Mammals cannot just take their winter coat off when temps soar into the upper 60’s and then put them back on when it plunges to the teens, like we can.

You can lend a helping hand to your neighborhood wildlife by providing extra water sources when it gets unseasonably warm and extra food when it gets bitterly cold.

Raisins, cranberries, apple slices, quartered oranges can all be put out to provide supplemental food for Mockingbirds, Orioles, Robins, Tanagers, Grosbeaks and Cardinals.

Peanut hearts and chips in a bird feeder or peanut butter spread on east facing branch or a pine cone will attract Blue Jays, White-Throated Sparrows and Nuthatches.

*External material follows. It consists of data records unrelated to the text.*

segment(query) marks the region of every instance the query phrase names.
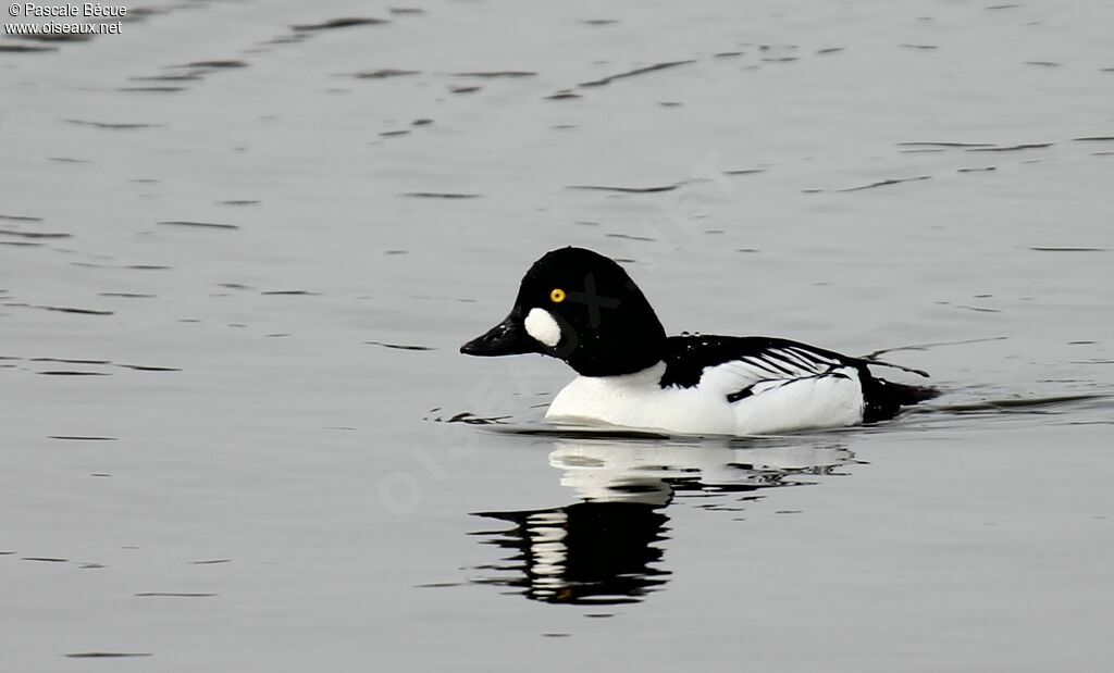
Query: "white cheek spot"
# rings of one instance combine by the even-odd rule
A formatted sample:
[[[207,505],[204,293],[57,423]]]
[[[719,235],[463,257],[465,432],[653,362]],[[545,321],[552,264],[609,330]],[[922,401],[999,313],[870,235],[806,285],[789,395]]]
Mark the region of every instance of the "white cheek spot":
[[[560,341],[560,325],[545,309],[530,309],[524,321],[526,333],[549,348]]]

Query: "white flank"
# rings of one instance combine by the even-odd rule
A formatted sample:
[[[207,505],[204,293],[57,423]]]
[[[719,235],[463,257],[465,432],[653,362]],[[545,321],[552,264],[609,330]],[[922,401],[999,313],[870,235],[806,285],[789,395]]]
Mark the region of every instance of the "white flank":
[[[560,341],[560,325],[545,309],[530,309],[524,323],[527,334],[549,348]]]
[[[837,368],[840,377],[759,383],[754,368],[741,360],[710,367],[692,388],[662,389],[664,363],[622,377],[579,377],[557,393],[546,418],[692,435],[773,435],[862,421],[862,386],[853,367]],[[750,396],[727,401],[727,393],[747,386]]]

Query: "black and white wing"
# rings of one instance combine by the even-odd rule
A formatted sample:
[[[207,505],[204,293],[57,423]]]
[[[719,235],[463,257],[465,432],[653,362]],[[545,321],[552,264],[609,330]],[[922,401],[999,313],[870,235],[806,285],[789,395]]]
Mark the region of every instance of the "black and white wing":
[[[893,383],[870,373],[868,365],[917,369],[873,359],[842,355],[788,339],[768,336],[671,336],[666,341],[662,387],[700,387],[737,402],[799,381],[850,379],[862,389],[863,419],[891,418],[901,407],[932,399],[931,387]]]
[[[672,336],[662,386],[698,386],[735,402],[804,379],[851,379],[864,367],[857,358],[786,339]]]

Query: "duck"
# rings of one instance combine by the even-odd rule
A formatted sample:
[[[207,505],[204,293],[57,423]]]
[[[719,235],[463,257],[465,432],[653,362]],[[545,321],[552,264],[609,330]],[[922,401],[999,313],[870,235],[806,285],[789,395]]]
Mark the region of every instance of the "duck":
[[[577,377],[546,420],[676,435],[780,435],[877,423],[939,391],[887,381],[910,369],[789,339],[666,335],[626,270],[583,247],[543,255],[502,322],[460,347],[467,355],[541,354]]]

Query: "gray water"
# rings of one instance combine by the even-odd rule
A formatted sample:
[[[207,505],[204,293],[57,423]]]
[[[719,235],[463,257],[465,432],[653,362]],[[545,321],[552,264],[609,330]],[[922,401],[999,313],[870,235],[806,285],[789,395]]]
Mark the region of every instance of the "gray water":
[[[0,39],[0,669],[1110,669],[1108,2],[129,12]],[[945,394],[550,431],[569,244]]]

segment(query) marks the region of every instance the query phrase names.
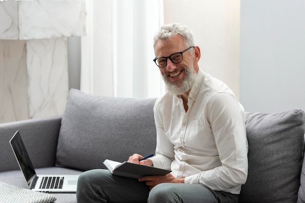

Woodpeckers, Nuthatches, Chickadees, Titmice, Brown Creepers and Wrens will enjoy suet. You can place the suet in plastic “cages” or spread it on other east facing branches.

It will also attract raccoons. Red and white proso millet spread on the ground will attract Mourning Doves, Rufous-Sided Towhee, Song Sparrow, Dark-Eyed Juncos, and many sparrows including the Harris Sparrow, White-Throated and White-Crowned Sparrows.

Please remember, feeding the deer is no longer allowed at Quartz Mountain State Park. Supplemental feed for the deer in the park is not necessary. There is plenty of native foods: mesquite beans, acorns, leaves, shrubs and grasses.